The website GeoNet has reminded New Zealanders that while the snow has arrived and Mount Ruapehu is a magnet, skiers and walkers need to be reminded that it is one of the country’s most active volcanoes.
Though it was now almost 10 years since the last eruption from Mt Ruapehu’s Crater Lake, there was a need to monitor activity.
Small eruptions only affect the summit plateau around Crater Lake, however the larger ones can generate lahars down the slopes.
“These larger, lahar generating eruptions occur on average about once every seven years and can impact the ski fields. So, remembering Ruapehu is an active volcano, it is a good idea to check out the hazard information before heading to the ski fields,” GeoNet said.
There are hazard posters and video clips that can be checked.

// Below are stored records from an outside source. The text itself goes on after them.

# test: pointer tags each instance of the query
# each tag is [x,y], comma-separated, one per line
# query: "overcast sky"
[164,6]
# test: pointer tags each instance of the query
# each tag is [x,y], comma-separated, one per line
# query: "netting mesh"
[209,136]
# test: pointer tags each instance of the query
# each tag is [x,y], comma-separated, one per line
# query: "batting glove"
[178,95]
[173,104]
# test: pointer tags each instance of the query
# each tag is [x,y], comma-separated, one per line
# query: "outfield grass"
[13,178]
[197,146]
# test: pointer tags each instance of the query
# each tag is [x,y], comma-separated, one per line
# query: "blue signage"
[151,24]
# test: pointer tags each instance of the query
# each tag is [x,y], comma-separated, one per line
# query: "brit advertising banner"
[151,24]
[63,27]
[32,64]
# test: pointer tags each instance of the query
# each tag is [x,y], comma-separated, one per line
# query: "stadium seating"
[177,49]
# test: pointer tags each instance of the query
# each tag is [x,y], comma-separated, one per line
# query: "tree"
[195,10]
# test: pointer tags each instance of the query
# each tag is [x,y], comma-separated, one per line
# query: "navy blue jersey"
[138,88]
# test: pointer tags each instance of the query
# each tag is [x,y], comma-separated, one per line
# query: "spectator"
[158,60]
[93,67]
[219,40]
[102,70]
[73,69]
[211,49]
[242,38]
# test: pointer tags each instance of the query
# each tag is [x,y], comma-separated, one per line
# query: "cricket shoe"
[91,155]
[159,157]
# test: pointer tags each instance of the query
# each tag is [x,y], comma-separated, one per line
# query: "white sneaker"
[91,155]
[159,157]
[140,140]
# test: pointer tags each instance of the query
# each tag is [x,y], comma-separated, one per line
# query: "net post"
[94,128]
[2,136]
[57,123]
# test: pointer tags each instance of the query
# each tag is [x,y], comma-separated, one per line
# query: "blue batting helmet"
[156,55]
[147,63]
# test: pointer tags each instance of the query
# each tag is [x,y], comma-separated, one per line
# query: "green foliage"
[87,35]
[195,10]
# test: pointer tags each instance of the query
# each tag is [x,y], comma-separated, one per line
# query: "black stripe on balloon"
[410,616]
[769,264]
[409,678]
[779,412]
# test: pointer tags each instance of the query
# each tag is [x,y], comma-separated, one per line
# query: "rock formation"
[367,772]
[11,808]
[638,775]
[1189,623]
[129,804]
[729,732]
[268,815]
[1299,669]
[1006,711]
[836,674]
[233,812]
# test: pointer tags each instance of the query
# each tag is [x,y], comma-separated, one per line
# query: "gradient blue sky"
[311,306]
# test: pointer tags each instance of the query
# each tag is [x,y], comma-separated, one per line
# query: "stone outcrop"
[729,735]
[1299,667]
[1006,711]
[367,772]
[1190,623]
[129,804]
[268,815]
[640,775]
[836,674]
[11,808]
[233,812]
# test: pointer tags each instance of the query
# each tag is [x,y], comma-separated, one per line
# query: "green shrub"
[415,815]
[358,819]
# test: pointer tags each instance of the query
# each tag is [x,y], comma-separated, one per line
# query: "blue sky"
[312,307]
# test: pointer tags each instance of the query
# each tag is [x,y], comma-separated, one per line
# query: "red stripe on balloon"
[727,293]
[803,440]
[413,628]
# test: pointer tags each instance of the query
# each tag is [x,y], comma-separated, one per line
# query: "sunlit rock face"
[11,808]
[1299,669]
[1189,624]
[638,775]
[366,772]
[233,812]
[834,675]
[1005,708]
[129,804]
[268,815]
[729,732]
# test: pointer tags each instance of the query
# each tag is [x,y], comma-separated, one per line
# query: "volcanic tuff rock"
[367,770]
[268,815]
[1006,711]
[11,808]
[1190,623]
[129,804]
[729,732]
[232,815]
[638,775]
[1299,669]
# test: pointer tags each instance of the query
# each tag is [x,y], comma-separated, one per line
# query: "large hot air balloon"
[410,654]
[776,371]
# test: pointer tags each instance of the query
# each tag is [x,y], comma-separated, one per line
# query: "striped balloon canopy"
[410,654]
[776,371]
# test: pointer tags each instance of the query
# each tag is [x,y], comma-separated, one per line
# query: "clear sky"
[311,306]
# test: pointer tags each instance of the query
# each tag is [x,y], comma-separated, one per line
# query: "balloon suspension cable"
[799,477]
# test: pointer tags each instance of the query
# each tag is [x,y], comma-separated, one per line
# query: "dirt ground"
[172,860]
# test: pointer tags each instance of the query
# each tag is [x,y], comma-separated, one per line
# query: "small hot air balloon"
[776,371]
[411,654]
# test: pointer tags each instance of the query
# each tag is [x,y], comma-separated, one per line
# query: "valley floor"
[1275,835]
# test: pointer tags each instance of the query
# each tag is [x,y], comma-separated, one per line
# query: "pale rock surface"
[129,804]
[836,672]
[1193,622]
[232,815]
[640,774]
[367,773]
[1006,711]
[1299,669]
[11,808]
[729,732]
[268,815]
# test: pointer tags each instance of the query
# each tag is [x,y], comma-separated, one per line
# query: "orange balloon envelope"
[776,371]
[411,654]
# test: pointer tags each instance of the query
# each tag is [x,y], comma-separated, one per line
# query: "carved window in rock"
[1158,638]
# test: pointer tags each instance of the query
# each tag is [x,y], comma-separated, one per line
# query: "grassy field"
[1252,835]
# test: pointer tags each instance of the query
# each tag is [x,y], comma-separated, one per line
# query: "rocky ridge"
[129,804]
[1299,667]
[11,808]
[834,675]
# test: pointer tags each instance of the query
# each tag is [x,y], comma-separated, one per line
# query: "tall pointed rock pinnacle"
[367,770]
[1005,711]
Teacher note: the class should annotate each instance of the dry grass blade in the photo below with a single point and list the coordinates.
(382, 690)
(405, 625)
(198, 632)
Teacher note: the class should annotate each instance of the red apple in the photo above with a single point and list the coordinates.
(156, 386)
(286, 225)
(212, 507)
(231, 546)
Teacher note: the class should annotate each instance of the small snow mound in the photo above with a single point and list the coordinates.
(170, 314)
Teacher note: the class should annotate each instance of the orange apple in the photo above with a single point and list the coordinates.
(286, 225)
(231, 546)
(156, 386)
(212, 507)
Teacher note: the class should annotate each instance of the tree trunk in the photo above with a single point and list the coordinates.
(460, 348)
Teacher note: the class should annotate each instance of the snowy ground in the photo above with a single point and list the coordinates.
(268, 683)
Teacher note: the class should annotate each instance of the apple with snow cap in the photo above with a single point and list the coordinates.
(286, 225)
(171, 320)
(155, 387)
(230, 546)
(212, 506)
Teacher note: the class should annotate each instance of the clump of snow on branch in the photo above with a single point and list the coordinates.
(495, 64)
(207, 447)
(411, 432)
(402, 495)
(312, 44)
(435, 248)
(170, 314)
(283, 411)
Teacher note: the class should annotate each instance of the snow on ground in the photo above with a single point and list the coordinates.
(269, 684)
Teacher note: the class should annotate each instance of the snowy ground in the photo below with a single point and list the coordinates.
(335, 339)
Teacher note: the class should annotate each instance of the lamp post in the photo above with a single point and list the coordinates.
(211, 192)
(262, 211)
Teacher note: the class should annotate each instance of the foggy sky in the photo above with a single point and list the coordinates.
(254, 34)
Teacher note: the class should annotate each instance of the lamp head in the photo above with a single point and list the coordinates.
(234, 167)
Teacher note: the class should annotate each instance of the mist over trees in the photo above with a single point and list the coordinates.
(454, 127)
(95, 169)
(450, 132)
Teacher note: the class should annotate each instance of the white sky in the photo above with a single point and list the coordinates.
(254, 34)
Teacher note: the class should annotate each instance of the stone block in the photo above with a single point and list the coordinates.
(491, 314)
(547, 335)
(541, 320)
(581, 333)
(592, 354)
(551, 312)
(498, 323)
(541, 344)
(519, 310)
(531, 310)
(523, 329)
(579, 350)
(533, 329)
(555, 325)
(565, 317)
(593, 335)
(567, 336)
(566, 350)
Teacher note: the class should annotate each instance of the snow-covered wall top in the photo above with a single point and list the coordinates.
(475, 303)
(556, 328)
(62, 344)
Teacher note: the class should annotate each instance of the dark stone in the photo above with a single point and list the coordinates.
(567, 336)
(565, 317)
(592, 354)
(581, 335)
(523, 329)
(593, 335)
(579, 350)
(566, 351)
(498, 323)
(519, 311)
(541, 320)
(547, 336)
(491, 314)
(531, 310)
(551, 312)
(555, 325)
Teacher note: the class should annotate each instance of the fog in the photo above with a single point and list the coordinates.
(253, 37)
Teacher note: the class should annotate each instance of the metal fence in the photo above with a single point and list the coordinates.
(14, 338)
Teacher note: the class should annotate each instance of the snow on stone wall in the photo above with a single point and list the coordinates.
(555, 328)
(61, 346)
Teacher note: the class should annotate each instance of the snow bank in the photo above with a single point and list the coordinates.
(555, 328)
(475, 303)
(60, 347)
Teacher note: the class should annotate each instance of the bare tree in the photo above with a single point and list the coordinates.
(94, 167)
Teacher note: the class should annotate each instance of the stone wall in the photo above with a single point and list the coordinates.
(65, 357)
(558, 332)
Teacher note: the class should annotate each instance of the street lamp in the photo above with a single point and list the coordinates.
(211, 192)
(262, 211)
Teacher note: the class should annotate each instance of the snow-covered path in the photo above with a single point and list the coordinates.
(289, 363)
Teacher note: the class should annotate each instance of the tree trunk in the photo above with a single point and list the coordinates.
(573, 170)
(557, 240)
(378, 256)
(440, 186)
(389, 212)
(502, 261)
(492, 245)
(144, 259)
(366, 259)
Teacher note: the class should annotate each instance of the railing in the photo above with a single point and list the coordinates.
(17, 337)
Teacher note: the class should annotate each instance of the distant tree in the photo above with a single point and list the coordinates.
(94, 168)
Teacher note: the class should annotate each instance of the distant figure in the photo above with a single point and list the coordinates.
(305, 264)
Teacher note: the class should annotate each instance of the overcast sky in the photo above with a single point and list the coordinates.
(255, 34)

The monitoring of Ruapehu volcano and its Crater Lake includes seismic, acoustic, GPS sensors around the volcano, gas flights and sampling of the Crater Lake. The temperature and water level of the lake are also monitored by data-logger.
The website said on Friday Crater Lake was now cool, with the lake temperature at 19 degrees.
Research on the eruptive history of Ruapehu through Crater Lake has shown that the probability of an eruption increases when the lake was significantly warmer or cooler than the median temperature range.
“Eruptions have been significantly more frequent when the lake was hot rather than cold. Despite the current lower lake temperature, the likelihood of an eruption remains low - in the 10 years since the last eruption the lake has cooled seven times to below 16°C and heated six times to over 38°C with no eruptions,” GeoNet said.
The GeoNet monitoring of the volcano and Crater Lake does however indicate the volcano is alive.